4. Snow accumulation and melting

The snow module of FeST includes snow melt and snow accumulation simulation. The partitioning of total precipitation, \(P\), in liquid, \(P_{l}\), and solid,\(P_{s}\), phase is a function of air temperature, \(T_{a}\) (Tarboton et al., 1994):

(4.1)\[P_{l} = \alpha_{P}P\]

(4.2)\[P_{s} = (1 - \alpha_{P})P\]

where \(\alpha_{P}\) is computed by:

(4.3)\[\begin{split}\alpha_{p} = \left\{ \begin{matrix} 0\quad\quad\quad\quad\mspace{6mu} if\quad T_{a} \leq T_{low} \\ 1\quad\quad\quad\quad\mspace{6mu} if\quad T_{a} \geq T_{up} \\ \frac{T_{a} - T_{low}}{T_{up} - T_{low}}\quad\quad if\quad T_{low} < T_{a} < T_{up} \\ \end{matrix} \right.\ \end{split}\]

where \(T_{low}\) and \(T_{up}\) are air temperatures below/above which all precipitation falls as snow/rain, respectively.

Fig. 4.1 Coefficient of precipitation partitioning, \(\alpha_{p},\ \)in liquid and solid phase

The snow melt simulation is based on the degree day concept (Martinec et al., 1960). The melt rate in m/s, \(M_{s}\), is proportional to the difference between air temperature and a predefined threshold temperature, \(T_{b}\):

(4.4)\[\begin{split}M_{s} = \left\{ \begin{aligned} & C_{m}(T_{a} - T_{b})\quad\mspace{6mu} if\quad T_{a} > T_{b} \\ & 0\quad\quad\quad\quad\mspace{6mu} if\quad T_{a} \leq T_{b} \\ \end{aligned} \right.\ \end{split}\]

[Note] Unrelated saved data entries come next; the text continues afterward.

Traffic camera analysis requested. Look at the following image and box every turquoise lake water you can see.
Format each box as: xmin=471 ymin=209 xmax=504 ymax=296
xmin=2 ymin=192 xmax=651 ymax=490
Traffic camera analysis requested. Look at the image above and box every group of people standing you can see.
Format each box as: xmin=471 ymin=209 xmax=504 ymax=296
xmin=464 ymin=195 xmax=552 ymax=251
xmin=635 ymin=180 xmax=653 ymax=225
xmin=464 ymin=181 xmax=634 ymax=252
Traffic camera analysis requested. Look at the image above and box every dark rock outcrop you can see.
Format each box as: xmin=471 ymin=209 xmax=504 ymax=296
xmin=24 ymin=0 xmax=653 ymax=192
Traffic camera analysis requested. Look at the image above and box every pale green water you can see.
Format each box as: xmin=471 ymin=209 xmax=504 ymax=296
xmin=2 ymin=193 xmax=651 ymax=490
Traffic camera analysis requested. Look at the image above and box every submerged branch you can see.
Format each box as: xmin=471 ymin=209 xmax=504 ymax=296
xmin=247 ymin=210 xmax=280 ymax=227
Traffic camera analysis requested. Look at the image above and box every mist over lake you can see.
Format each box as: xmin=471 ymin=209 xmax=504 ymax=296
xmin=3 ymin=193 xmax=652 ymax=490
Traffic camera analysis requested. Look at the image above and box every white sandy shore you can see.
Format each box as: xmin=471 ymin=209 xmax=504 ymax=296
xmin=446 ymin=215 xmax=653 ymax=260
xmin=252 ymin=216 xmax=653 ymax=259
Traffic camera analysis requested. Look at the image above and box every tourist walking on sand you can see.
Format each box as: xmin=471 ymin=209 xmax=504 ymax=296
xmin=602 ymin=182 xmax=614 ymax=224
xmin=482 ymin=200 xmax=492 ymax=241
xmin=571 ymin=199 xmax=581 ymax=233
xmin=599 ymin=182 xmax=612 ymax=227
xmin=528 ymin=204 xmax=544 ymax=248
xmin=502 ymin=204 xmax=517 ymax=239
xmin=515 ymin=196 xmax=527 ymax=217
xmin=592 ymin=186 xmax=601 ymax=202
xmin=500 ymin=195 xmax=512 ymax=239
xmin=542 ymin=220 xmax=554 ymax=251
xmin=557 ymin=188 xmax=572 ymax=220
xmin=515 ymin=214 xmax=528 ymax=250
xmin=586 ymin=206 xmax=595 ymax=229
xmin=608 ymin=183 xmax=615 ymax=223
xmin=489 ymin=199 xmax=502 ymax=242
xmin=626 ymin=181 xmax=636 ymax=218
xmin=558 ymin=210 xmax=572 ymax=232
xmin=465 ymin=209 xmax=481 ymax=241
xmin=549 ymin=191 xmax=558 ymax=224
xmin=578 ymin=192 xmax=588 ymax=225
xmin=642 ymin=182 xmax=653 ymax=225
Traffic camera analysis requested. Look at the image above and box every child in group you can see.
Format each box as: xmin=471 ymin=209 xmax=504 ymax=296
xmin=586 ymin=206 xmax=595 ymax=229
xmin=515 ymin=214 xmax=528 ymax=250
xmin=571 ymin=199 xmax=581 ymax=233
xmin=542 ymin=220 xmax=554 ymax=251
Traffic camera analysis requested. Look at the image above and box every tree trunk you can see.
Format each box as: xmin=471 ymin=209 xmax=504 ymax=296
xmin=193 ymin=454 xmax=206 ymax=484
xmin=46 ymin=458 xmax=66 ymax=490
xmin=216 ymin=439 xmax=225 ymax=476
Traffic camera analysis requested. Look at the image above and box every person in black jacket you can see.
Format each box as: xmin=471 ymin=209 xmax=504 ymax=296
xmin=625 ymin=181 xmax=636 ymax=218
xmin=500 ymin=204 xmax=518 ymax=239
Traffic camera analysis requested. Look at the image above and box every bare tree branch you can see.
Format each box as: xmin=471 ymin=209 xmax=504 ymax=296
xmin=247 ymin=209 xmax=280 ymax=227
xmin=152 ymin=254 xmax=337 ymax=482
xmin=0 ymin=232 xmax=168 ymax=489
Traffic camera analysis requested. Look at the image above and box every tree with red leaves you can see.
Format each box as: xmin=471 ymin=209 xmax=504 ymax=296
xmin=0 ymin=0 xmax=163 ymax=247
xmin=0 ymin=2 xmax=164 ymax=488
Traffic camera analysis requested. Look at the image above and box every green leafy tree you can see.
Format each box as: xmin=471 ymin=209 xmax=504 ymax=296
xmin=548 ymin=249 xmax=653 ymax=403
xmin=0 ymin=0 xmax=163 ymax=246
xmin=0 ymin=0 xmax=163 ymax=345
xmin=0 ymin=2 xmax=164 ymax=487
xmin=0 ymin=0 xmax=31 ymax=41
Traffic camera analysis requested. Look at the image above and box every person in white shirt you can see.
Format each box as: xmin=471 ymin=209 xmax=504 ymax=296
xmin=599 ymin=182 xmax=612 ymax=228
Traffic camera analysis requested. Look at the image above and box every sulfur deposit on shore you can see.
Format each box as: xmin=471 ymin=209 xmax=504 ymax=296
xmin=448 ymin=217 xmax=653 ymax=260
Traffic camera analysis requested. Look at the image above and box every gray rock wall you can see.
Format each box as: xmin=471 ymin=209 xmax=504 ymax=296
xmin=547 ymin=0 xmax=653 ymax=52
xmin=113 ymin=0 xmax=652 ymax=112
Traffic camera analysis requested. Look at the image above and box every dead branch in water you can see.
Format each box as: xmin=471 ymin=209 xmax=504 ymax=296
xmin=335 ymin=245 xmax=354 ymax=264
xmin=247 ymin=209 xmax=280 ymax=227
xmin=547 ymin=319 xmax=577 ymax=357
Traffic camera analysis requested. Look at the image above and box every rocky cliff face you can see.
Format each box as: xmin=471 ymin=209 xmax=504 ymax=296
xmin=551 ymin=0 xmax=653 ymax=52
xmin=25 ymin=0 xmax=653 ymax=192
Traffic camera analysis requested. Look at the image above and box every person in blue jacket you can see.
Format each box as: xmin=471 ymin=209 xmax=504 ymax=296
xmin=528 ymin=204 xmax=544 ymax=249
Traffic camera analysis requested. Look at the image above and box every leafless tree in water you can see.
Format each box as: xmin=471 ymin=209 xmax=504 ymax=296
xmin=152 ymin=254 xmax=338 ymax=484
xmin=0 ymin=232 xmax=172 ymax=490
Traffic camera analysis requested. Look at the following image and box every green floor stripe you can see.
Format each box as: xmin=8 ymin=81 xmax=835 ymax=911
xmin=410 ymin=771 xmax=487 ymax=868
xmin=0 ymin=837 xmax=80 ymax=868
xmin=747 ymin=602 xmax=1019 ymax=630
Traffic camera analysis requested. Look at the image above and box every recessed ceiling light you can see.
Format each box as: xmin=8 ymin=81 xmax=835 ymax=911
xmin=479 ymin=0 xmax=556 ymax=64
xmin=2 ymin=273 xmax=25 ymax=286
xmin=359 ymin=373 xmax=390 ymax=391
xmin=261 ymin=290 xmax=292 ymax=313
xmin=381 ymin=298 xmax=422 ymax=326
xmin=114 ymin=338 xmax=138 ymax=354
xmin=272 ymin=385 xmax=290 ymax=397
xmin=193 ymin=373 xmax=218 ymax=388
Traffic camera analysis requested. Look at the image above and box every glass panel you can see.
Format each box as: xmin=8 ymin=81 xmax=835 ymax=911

where \(C_{m}\) (m °C⁻¹ s⁻¹) is an empirical coefficient depending on meteorological conditions and geographic location.

The mass conservation equation, integrated over duration \(\mathrm{\Delta}t\) , defines the actual snow water equivalent, \(SWE\), stored in each cell:

(4.5)\[SWE = \ \left( P_{s} - M_{s} \right)\ \mathrm{\Delta}t\]

Fig. 4.2 Snow accumulation and melting contribute to the updating of snow water equivalent (SWE) and water stored within snowpack.

The terrain covered by snow is supposed to be frozen and hence the melted water is prevented from infiltrating into the soil. Conversely, the liquid fraction of snow water equivalent, \(R_{s}\), sum of melted water and liquid precipitation, forms the second state variable computed by the snow module:

(4.6)\[R_{s} = \left( P_{l} + M_{s} \right)\ \mathrm{\Delta}t\]

\(R_{s}\) is supposed to flow cell by cell through the snow pack with the Darcy equation, following the flow direction derived from digital elevation model, with a snow conductivity, \(k_{snow}\), of 1.67 10⁻³ m/s (Salandin et al., 2004).

(4.7)\[Q_{snow} = k_{snow}\ \ R_{s}\ \mathrm{\Delta}x\ i\]

where \(Q_{snow}\) is the flux of \(R_{s}\) flowing from cell to cell, \(\mathrm{\Delta}x\) is the cell size, and \(i\) is the local topographic slope.

When \(R_{s}\) reaches a cell not covered by snow, or snow melts totally in the time step, it is treated as an input term in the soil balance of that cell.

Fig. 4.3 Cells are connected by a lateral flux that transfers water accumulated within snowpack following the flow direction derived from digital elevation model. Flux magnitude is computed with Darcy equation and depends from actual water amount and local terrain slope. When lateral fluxes meets a cell not covered with snow (D), it is treated as a source term in the soil water balance.